Code Monkey home page Code Monkey logo

keywordanalysis's Introduction

KeywordAnalysis

Word analysis, by domain, on the Common Crawl data set for the purpose of finding industry trends

Knowledge Sharing Interview: Using Open Data to Predict Market Movements https://youtu.be/qjlOMoAYKmg?t=134

Knowledge Sharing Paper: Using Open Data to Predict Market Movements https://education.emc.com/content/dam/dell-emc/documents/en-us/2017KS_Ravinder-Using_Open_Data_to_Predict_Market_Movements.pdf


Process

Specific Domain Data Capturing

Common Crawl NetApp data capturing (New Index - after 2013)
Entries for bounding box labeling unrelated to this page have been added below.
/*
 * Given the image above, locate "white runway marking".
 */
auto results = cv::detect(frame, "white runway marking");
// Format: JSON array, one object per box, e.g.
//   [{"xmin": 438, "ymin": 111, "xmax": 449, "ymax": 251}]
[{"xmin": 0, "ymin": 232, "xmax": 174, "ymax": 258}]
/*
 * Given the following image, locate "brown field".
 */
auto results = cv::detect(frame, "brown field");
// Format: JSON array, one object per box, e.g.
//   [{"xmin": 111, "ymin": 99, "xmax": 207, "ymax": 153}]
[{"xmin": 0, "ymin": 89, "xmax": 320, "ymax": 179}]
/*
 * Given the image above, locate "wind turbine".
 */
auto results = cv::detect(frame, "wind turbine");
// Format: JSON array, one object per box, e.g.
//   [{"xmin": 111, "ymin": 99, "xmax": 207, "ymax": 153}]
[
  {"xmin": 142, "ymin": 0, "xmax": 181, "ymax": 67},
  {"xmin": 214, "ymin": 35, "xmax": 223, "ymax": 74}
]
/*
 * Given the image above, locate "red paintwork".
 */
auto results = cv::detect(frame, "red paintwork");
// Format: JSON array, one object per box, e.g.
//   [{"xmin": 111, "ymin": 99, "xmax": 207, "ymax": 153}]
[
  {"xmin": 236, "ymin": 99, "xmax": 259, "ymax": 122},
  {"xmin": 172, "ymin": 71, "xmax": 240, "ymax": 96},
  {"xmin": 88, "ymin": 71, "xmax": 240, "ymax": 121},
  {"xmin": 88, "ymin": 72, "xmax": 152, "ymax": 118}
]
  1. Start one EC2 m4.xlarge instance with 30GB SSD volume
  2. SSH to the instance with user: ec2-user
sudo yum -y install git; 
git clone https://github.com/CI-Research/cdx-index-client
cd cdx-index-client
sudo pip install -r requirements.txt
./cdx-index-client.py -c CC-MAIN-2016-30 *.netapp.com --json
cat domain-* > CC-MAIN-2016-30_July_Netapp
cd ~
git clone https://github.com/CI-Research/CommonCrawlDocumentDownload
cd CommonCrawlDocumentDownload
sudo yum install java-1.8.0-openjdk-devel
sudo update-alternatives --config java
./gradlew check
cp ~/cdx-index-client/CC-MAIN-2016-30_July_Netapp ~/CommonCrawlDocumentDownload
mv CC-MAIN-2016-30_July_Netapp commoncrawl-CC-MAIN.txt
nohup ./gradlew downloadDocuments
  1. Uploade data to S3
cd ~/download
aws configure
aws s3 sync . s3://CommonCrawl/data/NetApp/CC-MAIN-2016-30_July_Netapp/

Wget NetApp data capturing (This is optional)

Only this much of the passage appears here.